Gema Talbiyah di Bagelen: Menanamkan Rindu Baitullah Sejak Dini di SMP Muhammadiyah Bagelen
Purworejo – Suasana khidmat menyelimuti kompleks SMP Muhammadiyah Bagelen pada Selasa (10/03/2026). Di tengah suasana Ramadhan 1447 H, sekolah ini tidak hanya mengisi waktu dengan teori keagamaan, melainkan menghadirkan “miniatur Makkah” langsung ke tengah-tengah siswa melalui kegiatan Praktik Manasik Haji.
Kegiatan yang menjadi bagian dari rangkaian Ramadhan In Campus ini dipandu langsung oleh Ustadz H. Dandung Danadi, Ketua KBIHU Muhammadiyah Al-Mukhlisin.
Dari Teori Hingga Getaran Talbiyah
Acara dimulai dengan pembekalan teori di dalam kelas. Menggunakan media visual proyektor, Ustadz Dandung menjelaskan rukun demi rukun haji dengan detail. Namun, momen paling emosional terjadi saat simulasi praktik dimulai.
Mengenakan kain ihram lengkap, Ustadz Dandung memimpin barisan siswa mengelilingi replika Ka’bah. Kalimat talbiyah yang syahdu pun mulai menggema di koridor sekolah:
“لَبَّیكَ الّلهُمَّ لَبَّیكَ، لَبَّیكَ لاشَریكَ لَكَ لَبَّیكَ…”
“Aku penuhi panggilan-Mu ya Allah, aku penuhi panggilan-Mu. Aku penuhi panggilan-Mu, tiada sekutu bagi-Mu. Sesungguhnya segala puji, nikmat, serta kekuasaaan hanya milik-Mu, tiada sekutu bagi-Mu.”
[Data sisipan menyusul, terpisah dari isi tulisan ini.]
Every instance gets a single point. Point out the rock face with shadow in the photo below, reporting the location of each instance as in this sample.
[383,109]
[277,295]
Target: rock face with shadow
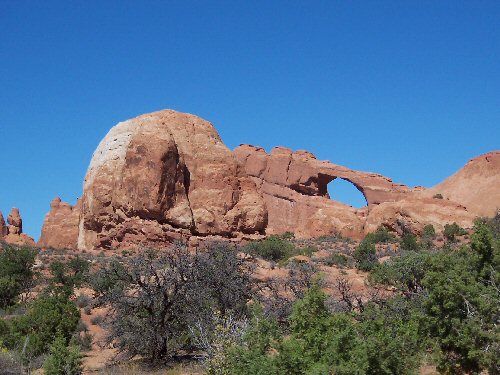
[60,228]
[167,175]
[12,232]
[164,176]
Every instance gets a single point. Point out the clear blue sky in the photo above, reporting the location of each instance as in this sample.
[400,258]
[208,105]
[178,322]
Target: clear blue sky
[409,89]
Membangun Kesiapan Menjadi Tamu Allah
Bacaan talbiyah yang dilantunkan dengan penuh semangat oleh siswa-siswi SMP Muhammadiyah Bagelen ini bukan sekadar hafalan, melainkan bukti ketaatan dan kesiapan mental mereka sejak usia remaja.
Setiap tahapan rukun haji, mulai dari niat, tawaf, hingga simulasi sa’i dan tahallul diikuti dengan antusias. Kehadiran replika Ka’bah lengkap dengan penanda Rukun Hajar Aswad dan Rukun Yamani memberikan pengalaman sensorik yang nyata bagi para siswa.
“Ini adalah upaya kita untuk menanamkan kerinduan pada Baitullah. Kita berharap, suatu hari nanti Allah ﷻ memampukan mereka membalas panggilan-Nya dengan kesiapan fisik dan materi yang nyata di tanah suci,” ujar salah satu pendamping kegiatan.
Ramadhanku Berkualitas, Belajarku Tuntas
Sesuai dengan tema besar kegiatan tahun ini, “Ramadhanku Berkualitas, Puasaku Totalitas, Belajarku Tuntas”, praktik manasik ini diharapkan menjadi bekal ilmu yang aplikatif. Siswa tidak hanya tahu apa itu haji, tapi mereka pernah “merasakan” prosesinya.
Doa dan harapan mengiringi setiap langkah kecil para siswa di halaman sekolah hari itu, semoga kelak langkah-langkah tersebut benar-benar tertapak di atas padang Arafah dan pelataran Masjidil Haram. Aamiin ya Rabbal ‘Alamin.